Acute lymphoblastic leukaemia (ALL) is a clonal malignancy of lymphoid precursor cells. In over 80% of cases the malignant cells are primitive precursors of B-lymphocytes and the remainder are T-cell leukaemias. The abnormal cell may arise at various stages of early lymphocyte differentiation (see p. 8).

ALL has a peak incidence in childhood with a gradual rise in incidence in later years (Fig 21.1). The disease has distinct characteristics in children and adults. Childhood ALL is often curable by chemotherapy whereas cure is elusive in adult ALL. Poorer outcome in adult ALL is due to a combination of a greater frequency of high-risk leukaemia with more drug resistance, and less effective treatment regimens.

Classification

The French-American-British (FAB) morphological classification is based on characteristics of the blast cells, including cell size, nuclear–cytoplasmic ratio, number and size of nucleoli and the degree of cytoplasmic basophilia (Fig 21.2). Morphological classification is now less important than that based on immunophenotyping, cytogenetics and molecular analysis (Table 21.1).

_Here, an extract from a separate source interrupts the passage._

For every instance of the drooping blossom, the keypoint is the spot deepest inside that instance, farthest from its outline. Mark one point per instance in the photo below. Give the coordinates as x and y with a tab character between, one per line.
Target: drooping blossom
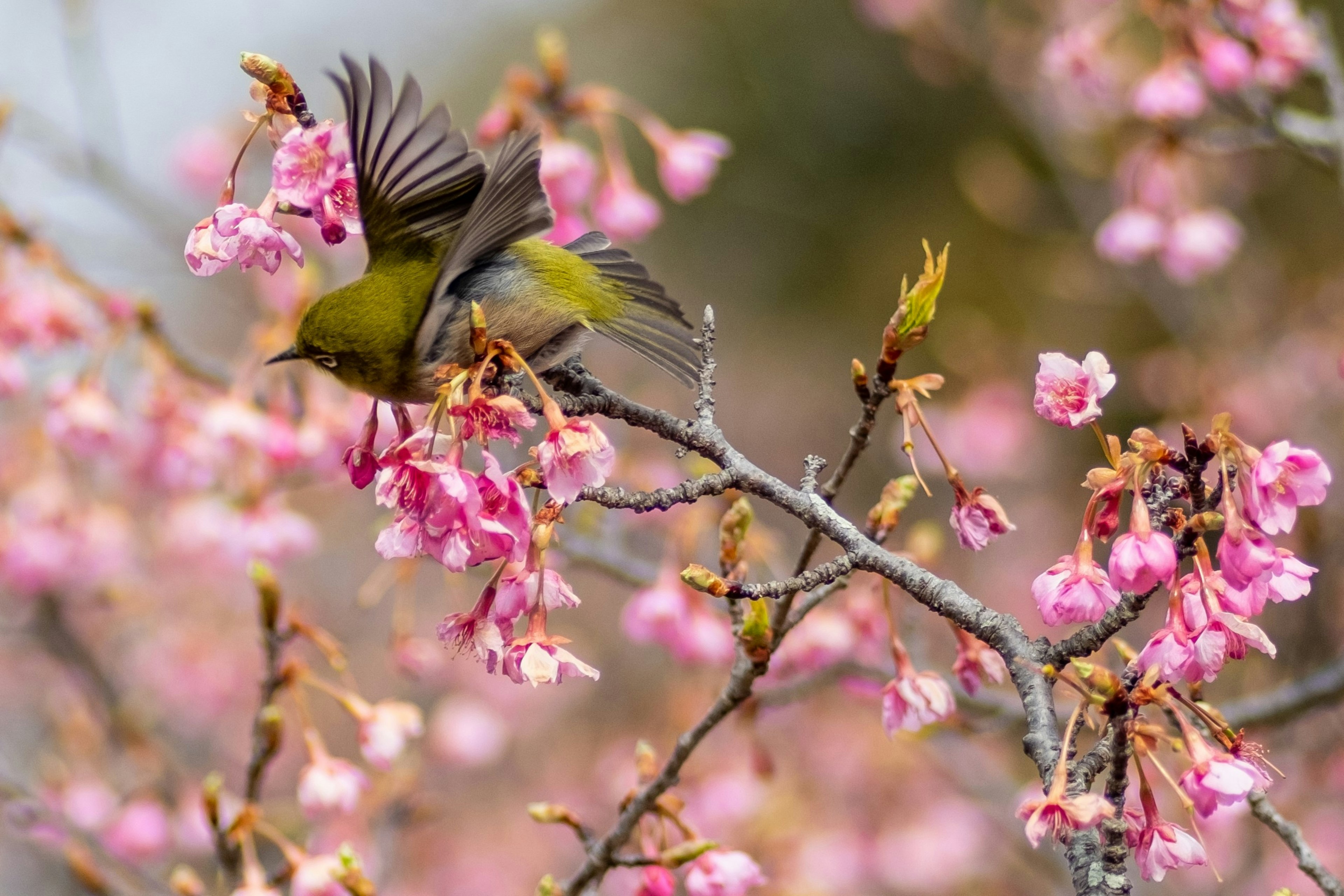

Definition of the immunological subtypes of ALL depends on the presence or absence of various cell surface and cytoplasmic antigens. A commonly used classification divides ALL into early pre-B, pre-B, B-cell and T-cell subtypes. Mature B-cell ALL typically has L3 morphology. The current WHO classification divides most ALL subtypes into B- or T-lymphoblastic leukaemia/lymphoma under the heading ‘precursor lymphoid neoplasms’. Mature B-ALL is included as Burkitt lymphoma.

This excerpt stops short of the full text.